Now that he is pontiff, both sides are holding their breath.
One key to Benedict's papacy may be found far from the elegant St. Peter's Square or the after-Mass coffees in U.S. church halls. Ratzinger made one of his hallmark stands as a Vatican force in the villages and rough urban-misery belts of Latin America, the globe's most Catholic region. There, in the 1980s, he confronted the fast-moving tide of liberation theology, an intellectual and popular movement that linked Catholic theology and political activism in everyday issues of social justice and human rights. Ratzinger officially reversed the tide, forbidding certain Catholic theologians to publish, in what was called a "silencing."
Ratzinger issued a 1984 document with something like the force of law. The "Instruction" defined Rome's opposition to liberation theology's "fundamental threat" and weighed in on naming conservative Latin bishops.
Unofficially, liberation theology lives. On a continent of some 500 million -- where most are poor, where the neoliberal economic plans of the 1990s didn't pan out, and where three-quarters of its people now live under democratically elected leftist governments -- the attraction of a Catholicism that links God's will with the desire for a better and more dignified life in the here and now, not just after death, remains strong. How Benedict XVI faces this reality, for face it he must in a church that claims to be not just "one" but "universal," will be a marker of his papacy.
In the 1980s, the Berlin Wall remained intact and Ratzinger believed liberation theology was incipient Marxism with a religious veneer. He zeroed in on some intellectual proponents who linked Marx and Jesus. He did not focus on the outcomes of Vatican II -- where Ratzinger himself was considered a liberal reformer -- and the Latin American conferences in Medellin and Puebla, where bishops decided that the Latin church must stake its future on "an option for the poor." He did not publicly regard the thousands of small communities who were reading the Bible together in a new way, sitting under trees or on dirt floors with no clergy or intellectuals in sight, finding what they called the strength to be actors in their lives.
What would have happened, Guatemalans and Salvadorans ask to this day, if Ratzinger and Pope John Paul II had supported the Latin American call for liberation from autocratic rulers with the same force with which the European churchmen supported the Polish Solidarity revolution?
On the eve of his election as pope, Ratzinger addressed the cardinals with an unmistakable condemnation of "relativism," which can include the idea that one religion is as good as another.

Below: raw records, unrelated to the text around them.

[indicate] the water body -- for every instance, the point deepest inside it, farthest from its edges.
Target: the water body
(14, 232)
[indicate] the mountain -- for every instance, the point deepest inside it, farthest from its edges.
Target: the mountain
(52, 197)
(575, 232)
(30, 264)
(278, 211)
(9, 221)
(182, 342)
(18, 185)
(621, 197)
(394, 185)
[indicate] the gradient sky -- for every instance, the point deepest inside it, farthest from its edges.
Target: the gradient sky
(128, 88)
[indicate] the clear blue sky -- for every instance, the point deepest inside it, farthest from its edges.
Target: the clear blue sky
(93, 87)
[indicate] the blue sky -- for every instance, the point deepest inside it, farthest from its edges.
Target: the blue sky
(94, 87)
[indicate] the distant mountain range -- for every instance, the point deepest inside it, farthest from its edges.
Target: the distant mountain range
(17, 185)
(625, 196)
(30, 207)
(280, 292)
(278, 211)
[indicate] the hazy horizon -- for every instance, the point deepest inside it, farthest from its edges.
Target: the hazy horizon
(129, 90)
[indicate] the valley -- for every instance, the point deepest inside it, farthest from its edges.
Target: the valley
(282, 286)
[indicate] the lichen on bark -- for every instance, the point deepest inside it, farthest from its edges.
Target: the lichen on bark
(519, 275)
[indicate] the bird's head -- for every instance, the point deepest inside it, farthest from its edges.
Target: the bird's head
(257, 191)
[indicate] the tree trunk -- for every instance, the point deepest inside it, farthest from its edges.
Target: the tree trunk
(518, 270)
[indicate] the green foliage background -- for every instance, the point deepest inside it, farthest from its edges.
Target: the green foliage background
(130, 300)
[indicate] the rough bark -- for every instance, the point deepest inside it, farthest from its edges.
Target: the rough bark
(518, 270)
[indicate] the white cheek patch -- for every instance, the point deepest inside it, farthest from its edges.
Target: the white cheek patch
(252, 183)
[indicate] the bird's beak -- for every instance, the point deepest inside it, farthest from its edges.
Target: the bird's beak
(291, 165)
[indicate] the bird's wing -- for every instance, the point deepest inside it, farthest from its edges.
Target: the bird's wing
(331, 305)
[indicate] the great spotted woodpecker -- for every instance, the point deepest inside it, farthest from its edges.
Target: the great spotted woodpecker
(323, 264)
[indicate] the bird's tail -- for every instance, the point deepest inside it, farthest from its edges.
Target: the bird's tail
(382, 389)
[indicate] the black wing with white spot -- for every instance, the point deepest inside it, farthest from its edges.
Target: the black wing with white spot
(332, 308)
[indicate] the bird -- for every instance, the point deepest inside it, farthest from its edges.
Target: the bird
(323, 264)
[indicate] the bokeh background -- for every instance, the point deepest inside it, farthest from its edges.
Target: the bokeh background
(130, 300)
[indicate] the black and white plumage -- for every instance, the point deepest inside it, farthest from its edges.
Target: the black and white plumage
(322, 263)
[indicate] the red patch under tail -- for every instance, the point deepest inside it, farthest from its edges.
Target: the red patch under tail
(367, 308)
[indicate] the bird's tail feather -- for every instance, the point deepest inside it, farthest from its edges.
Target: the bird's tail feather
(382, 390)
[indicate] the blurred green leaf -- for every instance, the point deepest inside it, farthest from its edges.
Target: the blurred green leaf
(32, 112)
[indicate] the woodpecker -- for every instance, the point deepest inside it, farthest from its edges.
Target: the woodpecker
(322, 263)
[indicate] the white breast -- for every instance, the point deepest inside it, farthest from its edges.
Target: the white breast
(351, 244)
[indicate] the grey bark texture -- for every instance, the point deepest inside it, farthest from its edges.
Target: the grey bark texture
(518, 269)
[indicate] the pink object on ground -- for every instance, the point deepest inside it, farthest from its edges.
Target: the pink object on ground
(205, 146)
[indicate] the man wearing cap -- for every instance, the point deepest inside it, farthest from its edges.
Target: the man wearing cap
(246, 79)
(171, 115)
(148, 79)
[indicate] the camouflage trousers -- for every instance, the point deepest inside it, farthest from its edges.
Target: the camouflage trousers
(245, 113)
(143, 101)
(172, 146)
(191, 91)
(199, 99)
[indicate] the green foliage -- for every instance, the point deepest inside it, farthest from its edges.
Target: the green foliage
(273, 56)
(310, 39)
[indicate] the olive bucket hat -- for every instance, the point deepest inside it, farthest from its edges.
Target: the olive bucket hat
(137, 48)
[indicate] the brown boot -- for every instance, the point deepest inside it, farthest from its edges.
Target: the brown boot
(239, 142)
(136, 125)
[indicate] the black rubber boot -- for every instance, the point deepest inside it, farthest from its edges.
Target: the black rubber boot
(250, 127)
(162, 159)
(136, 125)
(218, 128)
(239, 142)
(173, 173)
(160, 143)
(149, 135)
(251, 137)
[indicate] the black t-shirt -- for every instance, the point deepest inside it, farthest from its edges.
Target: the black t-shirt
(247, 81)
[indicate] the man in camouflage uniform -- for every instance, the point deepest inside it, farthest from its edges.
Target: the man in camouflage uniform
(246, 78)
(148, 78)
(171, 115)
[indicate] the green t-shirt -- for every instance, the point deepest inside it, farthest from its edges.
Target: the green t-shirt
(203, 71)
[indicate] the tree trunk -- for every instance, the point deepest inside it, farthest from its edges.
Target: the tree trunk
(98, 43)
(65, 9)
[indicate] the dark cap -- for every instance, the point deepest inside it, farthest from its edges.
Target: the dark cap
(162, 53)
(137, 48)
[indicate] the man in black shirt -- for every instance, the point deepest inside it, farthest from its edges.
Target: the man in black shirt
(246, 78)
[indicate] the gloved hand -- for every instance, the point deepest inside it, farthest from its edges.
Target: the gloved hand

He also raised this idea last year in his book "Called to Communion." In the 1980s, the idea that liberation theology was not strictly Catholic, but "frequently tries to create a new universality for which the classical church divisions are supposed to have become irrelevant," rankled Ratzinger.
Indeed, liberation theology was quickly spreading at the time, and not only geographically from the thatched-roof chapels in Latin America to Africa, the Philippines and the barrios of North America. It was jumping churches, too. Renowned American Protestant thinkers such as Robert McAfee Brown spoke to it and defended Catholic theologians "silenced" by Ratzinger. The Rev. Luis Gurriaran, a Spanish Sacred Heart priest working in rural Guatemala, once recalled how fundamentalist evangelical Protestant preachers -- the proliferation of whom are seen as a headache by bishops today -- embraced local forms of liberation theology after massacres or intense hardships in their communities. "Those who identify with their congregations come to look at the world through their eyes," he said. How the new pope regards this mutual embrace of people of faith on the ground, no matter what their churches, will be key to the shape of his tenure.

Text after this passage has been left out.